Searching only returns each source file one time, returning the highest-ranked goal as the primary reason for that file's inclusion in the result set.

Exercises – Next improvements for dryad

Dryad is quite basic at this point! There are a lot of directions you could take the project in.

The project's issues have been seeded with a collection of potential extensions and improvements to dryad to get the wheels turning about more sophisticated things that could be built from dryad.

Happy hacking!

Community

Join our discord to talk about dryad.

What is Convex?

Convex is a hosted backend platform with a built-in database that lets you write your database schema and server functions in TypeScript. Server-side database queries automatically cache and subscribe to data, powering a realtime useQuery hook in our React client.
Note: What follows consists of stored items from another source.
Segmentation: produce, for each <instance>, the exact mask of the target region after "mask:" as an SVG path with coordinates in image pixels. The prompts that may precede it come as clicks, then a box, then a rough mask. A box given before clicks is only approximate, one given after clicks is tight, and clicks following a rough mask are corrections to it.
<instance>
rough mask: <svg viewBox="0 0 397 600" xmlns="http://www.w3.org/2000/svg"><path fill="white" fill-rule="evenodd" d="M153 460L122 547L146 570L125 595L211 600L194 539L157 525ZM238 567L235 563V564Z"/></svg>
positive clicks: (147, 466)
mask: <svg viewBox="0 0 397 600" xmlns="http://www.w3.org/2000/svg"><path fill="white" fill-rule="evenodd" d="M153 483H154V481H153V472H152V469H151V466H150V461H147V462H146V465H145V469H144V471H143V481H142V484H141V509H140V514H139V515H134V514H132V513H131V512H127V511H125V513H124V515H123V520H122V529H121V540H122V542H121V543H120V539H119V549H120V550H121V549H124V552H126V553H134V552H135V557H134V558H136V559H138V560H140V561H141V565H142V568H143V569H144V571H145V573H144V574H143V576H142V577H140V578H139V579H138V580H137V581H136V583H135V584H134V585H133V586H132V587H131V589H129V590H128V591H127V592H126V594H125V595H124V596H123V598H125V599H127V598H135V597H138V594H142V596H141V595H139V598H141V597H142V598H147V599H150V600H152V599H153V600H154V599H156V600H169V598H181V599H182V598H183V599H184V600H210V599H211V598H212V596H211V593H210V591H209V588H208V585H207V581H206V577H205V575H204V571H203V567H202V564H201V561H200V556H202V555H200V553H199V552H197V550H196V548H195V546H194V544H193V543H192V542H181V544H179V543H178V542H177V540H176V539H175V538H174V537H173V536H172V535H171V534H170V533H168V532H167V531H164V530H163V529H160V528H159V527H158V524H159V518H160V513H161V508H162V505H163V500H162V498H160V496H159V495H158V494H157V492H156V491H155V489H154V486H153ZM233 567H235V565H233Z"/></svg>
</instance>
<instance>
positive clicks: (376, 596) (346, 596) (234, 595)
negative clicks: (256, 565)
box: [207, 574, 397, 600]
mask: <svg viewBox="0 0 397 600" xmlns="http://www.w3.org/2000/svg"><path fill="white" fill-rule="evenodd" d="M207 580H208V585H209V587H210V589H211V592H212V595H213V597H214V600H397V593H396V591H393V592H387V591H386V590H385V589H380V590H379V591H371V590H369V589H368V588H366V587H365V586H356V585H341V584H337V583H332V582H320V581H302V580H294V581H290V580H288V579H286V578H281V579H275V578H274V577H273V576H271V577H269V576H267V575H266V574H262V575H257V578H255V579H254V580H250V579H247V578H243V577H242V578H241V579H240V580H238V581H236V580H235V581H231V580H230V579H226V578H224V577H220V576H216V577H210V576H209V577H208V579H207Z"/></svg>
There are also clients for Python, Rust, ReactNative, and Node, as well as a straightforward HTTP API.

The database supports NoSQL-style documents with relationships and custom indexes (including on fields in nested objects).

The query and mutation server functions have transactional, low latency access to the database and leverage our v8 runtime with determinism guardrails to provide the strongest ACID guarantees on the market: immediate consistency, serializable isolation, and automatic conflict resolution via optimistic multi-version concurrency control (OCC / MVCC).

The action server functions have access to external APIs and enable other side-effects and non-determinism in either our optimized v8 runtime or a more flexible node runtime.

Functions can run in the background via scheduling and cron jobs.

Development is cloud-first, with hot reloads for server function editing via the CLI. There is a dashboard UI to browse and edit data, edit environment variables, view logs, run server functions, and more.

There are built-in features for reactive pagination, file storage, reactive search, https endpoints (for webhooks), streaming import/export, and runtime data validation for function arguments and database data.

Everything scales automatically, and it’s free to start.